Premillennialism is an understanding of God’s plan for the end times which says, in the words of F.F. Bruce, that there is “an interval between the resurrection-rapture of the Church and the return of Christ to earth ‘with power and great glory,’ and places in this interval the great tribulation of the end time.” W.E. Vine, with the help of C.F. Hogg, explores this doctrine. Bruce says that Vine and Hogg “deviated in several important respects from the usual” teaching of premillennialism, “for the most part the result of better exegesis.”
The Second Coming and the Last Days contains W.E. Vine’s two best-known books on eschatology and numerous shorter articles.
“Touching the Coming of the Lord,” written with C.F. Hogg, is, says one reviewer, “The best book I’ve ever read on the subject. It is breathtakingly spiritual, rigorously sequent (logical). This book is well worth your while.” The chapters are the expectancy of Christ; the resurrection and the rapture; the parousia of the Lord; the judgment seat of Christ; the epiphany of the parousia; the final Gentile world ruler and his dominion; the effect of the hope; and a synopsis of the Bible doctrine of the second advent.
When World War I broke out in 1914, W.E. Vine was asked how then-current events fit into an understanding of prophecy.
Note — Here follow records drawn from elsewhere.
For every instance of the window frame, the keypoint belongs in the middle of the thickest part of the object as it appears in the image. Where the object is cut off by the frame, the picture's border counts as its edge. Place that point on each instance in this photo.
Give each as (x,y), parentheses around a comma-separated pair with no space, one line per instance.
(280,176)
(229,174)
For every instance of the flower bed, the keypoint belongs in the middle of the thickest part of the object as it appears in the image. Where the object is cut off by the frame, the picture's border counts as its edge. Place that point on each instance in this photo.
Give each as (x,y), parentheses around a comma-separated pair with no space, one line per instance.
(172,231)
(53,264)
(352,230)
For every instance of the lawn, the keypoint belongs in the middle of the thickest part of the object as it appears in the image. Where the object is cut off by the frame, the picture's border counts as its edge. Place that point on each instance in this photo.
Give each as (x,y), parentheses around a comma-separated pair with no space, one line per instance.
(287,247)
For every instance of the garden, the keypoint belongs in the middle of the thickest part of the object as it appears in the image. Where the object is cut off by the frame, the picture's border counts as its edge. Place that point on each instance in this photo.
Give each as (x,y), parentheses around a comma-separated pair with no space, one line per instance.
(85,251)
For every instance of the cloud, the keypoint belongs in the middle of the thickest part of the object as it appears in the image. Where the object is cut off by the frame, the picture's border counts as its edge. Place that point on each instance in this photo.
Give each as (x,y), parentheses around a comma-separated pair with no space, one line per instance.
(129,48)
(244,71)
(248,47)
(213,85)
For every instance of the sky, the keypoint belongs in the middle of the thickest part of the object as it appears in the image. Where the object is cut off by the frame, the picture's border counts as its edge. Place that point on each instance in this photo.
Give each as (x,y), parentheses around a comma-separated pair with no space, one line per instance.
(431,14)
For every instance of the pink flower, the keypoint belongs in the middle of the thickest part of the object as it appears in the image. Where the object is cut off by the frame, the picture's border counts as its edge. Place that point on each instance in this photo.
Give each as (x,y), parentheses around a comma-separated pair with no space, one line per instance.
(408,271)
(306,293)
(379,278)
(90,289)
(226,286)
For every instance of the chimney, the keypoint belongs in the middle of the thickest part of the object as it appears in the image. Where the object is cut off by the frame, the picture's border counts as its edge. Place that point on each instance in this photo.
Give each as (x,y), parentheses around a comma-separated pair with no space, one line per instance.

His comments and study were written in “The Roman Empire in the Light of Prophecy” which discusses “the rise, progress, and end of the fourth world-empire.” This has been called “classic Bible prophecy study.”
Other articles in The Second Coming and the Last Days are “The Church and the Tribulation,” “The Rapture and the Great Tribulation,” Witnesses to the Second Advent,” “The Coming Priest-King,” “The Sealed Book of the Apocalypse,” and “The Four Women of the Apocalypse.”
W.E. Vine wrote these books before World War II and the creation of the state of Israel in 1948, the first independent Jewish state since 63 B.C. Vine and Hogg would have liked to have applied their understanding of prophecy to the events of the last nearly 100 years. One of the many things that makes these writings so interesting is that they did not have that opportunity.